LLM Observability Lab

This lab defines the minimum telemetry needed to debug LLM workloads on Kubernetes. Generic pod health is not enough. You need user-facing latency, runtime saturation, GPU pressure, and prompt-path context.

Signal model

LayerSignals
GatewayRPS, errors, request size, route, tenant, status.
RuntimeTTFT, tokens/sec, queue wait, active requests, batch size.
GPUUtilization, memory, temperature, allocation failures.
RAGRetrieval latency, top-k score, source count, evaluation result.
KubernetesRestarts, throttling, OOM, scheduling delay, rollout state.

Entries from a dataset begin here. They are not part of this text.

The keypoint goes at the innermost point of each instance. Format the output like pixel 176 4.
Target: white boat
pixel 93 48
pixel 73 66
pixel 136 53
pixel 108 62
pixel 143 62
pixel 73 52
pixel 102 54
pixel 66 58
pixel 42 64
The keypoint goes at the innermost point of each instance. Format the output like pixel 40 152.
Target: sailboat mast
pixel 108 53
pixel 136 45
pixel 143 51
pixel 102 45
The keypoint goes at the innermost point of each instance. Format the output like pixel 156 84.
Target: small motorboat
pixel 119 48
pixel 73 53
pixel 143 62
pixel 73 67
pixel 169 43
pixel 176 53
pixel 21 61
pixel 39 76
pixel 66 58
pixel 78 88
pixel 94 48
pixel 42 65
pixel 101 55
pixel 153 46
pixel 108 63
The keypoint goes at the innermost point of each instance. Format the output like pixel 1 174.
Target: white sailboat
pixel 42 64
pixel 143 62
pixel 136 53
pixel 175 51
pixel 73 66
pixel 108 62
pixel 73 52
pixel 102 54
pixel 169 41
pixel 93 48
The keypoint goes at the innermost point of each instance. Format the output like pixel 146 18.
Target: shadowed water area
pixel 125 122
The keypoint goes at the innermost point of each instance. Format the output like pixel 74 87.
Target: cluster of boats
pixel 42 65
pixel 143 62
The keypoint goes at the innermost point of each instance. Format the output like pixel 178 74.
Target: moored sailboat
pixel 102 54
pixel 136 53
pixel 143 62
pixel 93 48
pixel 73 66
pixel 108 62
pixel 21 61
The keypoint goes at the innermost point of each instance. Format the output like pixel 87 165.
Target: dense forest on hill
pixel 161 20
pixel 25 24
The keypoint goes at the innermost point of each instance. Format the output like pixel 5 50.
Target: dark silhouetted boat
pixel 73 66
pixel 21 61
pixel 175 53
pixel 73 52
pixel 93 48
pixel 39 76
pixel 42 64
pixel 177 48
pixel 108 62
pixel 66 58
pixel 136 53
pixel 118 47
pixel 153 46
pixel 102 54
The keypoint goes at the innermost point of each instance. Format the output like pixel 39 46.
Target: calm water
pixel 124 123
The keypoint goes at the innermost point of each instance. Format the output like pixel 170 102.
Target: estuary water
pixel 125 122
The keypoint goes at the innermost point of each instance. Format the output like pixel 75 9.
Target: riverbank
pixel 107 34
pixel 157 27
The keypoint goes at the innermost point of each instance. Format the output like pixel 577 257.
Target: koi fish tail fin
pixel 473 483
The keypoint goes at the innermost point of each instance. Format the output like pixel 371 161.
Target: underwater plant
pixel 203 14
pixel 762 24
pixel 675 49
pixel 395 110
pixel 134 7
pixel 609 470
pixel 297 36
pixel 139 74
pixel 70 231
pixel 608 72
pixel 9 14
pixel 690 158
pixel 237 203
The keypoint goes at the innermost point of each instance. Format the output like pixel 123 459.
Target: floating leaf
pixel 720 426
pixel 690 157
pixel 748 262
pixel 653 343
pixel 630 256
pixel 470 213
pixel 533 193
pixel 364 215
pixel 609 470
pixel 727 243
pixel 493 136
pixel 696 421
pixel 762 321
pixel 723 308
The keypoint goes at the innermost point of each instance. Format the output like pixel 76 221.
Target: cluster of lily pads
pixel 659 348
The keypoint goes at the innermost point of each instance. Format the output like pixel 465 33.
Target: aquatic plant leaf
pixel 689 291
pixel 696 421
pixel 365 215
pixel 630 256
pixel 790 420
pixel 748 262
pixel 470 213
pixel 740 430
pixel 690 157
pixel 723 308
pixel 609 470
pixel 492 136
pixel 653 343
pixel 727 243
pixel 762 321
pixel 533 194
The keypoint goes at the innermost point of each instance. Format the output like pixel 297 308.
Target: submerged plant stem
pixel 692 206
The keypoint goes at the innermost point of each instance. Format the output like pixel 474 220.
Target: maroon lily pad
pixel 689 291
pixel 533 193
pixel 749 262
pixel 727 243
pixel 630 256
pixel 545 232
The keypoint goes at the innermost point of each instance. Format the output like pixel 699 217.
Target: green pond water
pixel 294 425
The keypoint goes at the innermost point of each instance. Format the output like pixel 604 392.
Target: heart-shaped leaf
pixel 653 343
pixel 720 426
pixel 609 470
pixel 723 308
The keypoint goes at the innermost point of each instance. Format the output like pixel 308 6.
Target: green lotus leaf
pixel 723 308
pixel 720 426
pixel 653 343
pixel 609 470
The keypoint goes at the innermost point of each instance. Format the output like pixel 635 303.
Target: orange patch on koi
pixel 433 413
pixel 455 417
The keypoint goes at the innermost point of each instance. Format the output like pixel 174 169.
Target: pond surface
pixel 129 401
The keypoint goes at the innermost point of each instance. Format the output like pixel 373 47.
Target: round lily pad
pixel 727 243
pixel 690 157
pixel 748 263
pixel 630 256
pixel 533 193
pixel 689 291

Step 1: define labels that will survive incidents

Every metric and trace should be attributable.

metadata:
labels:
app.kubernetes.io/name: vllm-openai
app.kubernetes.io/part-of: llm-platform
workload.k8sllm.io/model: mistral-7b
workload.k8sllm.io/route-class: interactive
workload.k8sllm.io/team: platform-ai

Step 2: create an incident dashboard checklist

PanelQuestion it should answer
TTFT by routeAre users waiting before the first token?
Tokens/sec by modelIs generation throughput degraded?
Queue waitIs the runtime saturated before GPU utilization is obvious?
GPU memoryIs KV cache or model load pressure rising?
Pod restartsDid Kubernetes instability cause the symptom?

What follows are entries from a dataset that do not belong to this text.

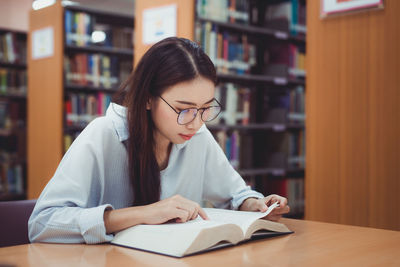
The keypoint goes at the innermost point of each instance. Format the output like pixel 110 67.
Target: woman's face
pixel 197 93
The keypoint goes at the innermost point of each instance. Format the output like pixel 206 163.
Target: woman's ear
pixel 148 104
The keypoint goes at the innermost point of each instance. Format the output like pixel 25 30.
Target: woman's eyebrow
pixel 193 104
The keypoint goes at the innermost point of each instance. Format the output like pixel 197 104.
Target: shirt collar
pixel 118 116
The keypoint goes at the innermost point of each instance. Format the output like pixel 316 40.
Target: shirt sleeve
pixel 223 185
pixel 69 209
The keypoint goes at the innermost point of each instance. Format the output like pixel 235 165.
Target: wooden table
pixel 312 244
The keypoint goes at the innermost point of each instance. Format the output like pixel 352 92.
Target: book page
pixel 169 238
pixel 241 218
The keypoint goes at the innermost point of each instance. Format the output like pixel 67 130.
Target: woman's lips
pixel 186 136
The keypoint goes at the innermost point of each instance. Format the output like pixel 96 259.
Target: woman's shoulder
pixel 113 123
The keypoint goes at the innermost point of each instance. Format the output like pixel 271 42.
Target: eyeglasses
pixel 188 115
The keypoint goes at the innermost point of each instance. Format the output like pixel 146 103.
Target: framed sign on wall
pixel 338 7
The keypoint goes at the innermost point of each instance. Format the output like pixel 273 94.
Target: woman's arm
pixel 175 208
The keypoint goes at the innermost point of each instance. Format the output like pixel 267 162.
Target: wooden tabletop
pixel 312 244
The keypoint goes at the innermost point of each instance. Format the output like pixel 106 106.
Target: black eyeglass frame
pixel 199 110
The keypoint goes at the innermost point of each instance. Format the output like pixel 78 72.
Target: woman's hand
pixel 175 208
pixel 262 204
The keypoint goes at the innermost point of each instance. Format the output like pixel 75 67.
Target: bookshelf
pixel 258 48
pixel 93 54
pixel 262 87
pixel 13 88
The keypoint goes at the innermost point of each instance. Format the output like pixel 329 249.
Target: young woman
pixel 149 160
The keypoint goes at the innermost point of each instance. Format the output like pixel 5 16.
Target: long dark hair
pixel 166 63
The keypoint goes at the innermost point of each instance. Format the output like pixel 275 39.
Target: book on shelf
pixel 287 16
pixel 236 102
pixel 284 106
pixel 11 178
pixel 224 10
pixel 285 60
pixel 230 52
pixel 82 108
pixel 225 228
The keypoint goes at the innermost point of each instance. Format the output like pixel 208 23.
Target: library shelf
pixel 276 127
pixel 122 52
pixel 88 88
pixel 11 196
pixel 12 65
pixel 256 30
pixel 258 78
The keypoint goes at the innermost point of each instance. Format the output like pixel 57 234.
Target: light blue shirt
pixel 93 176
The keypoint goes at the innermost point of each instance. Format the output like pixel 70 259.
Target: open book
pixel 225 227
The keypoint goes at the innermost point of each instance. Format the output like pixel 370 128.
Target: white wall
pixel 14 14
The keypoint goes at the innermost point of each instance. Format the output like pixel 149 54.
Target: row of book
pixel 234 11
pixel 81 29
pixel 285 152
pixel 11 178
pixel 97 70
pixel 285 60
pixel 286 106
pixel 12 48
pixel 236 101
pixel 13 81
pixel 81 108
pixel 230 144
pixel 296 150
pixel 230 52
pixel 287 15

Step 3: add trace attributes

Trace spans should carry enough context to link application behavior to runtime behavior.

llm.model=mistral-7b
llm.route_class=interactive
llm.prompt_tokens=812
llm.completion_tokens=164
llm.cache_hit=false
rag.collection=platform-guides
rag.top_k=5

Step 4: alert on symptoms, not only resources

AlertTrigger idea
Slow first tokenTTFT p95 above SLO for the interactive route.
Saturated runtimeQueue wait rising while active requests remain high.
GPU memory pressureMemory close to limit for sustained window.
RAG stale contentIngestion lag beyond review policy.
Rollout regressionNew revision increases errors or latency before full traffic shift.

Failure drills

  1. Send burst traffic and watch queue wait.
  2. Increase prompt length and watch TTFT.
  3. Restart the runtime pod and watch dashboard recovery.
  4. Break vector database connectivity and verify the RAG API fails clearly.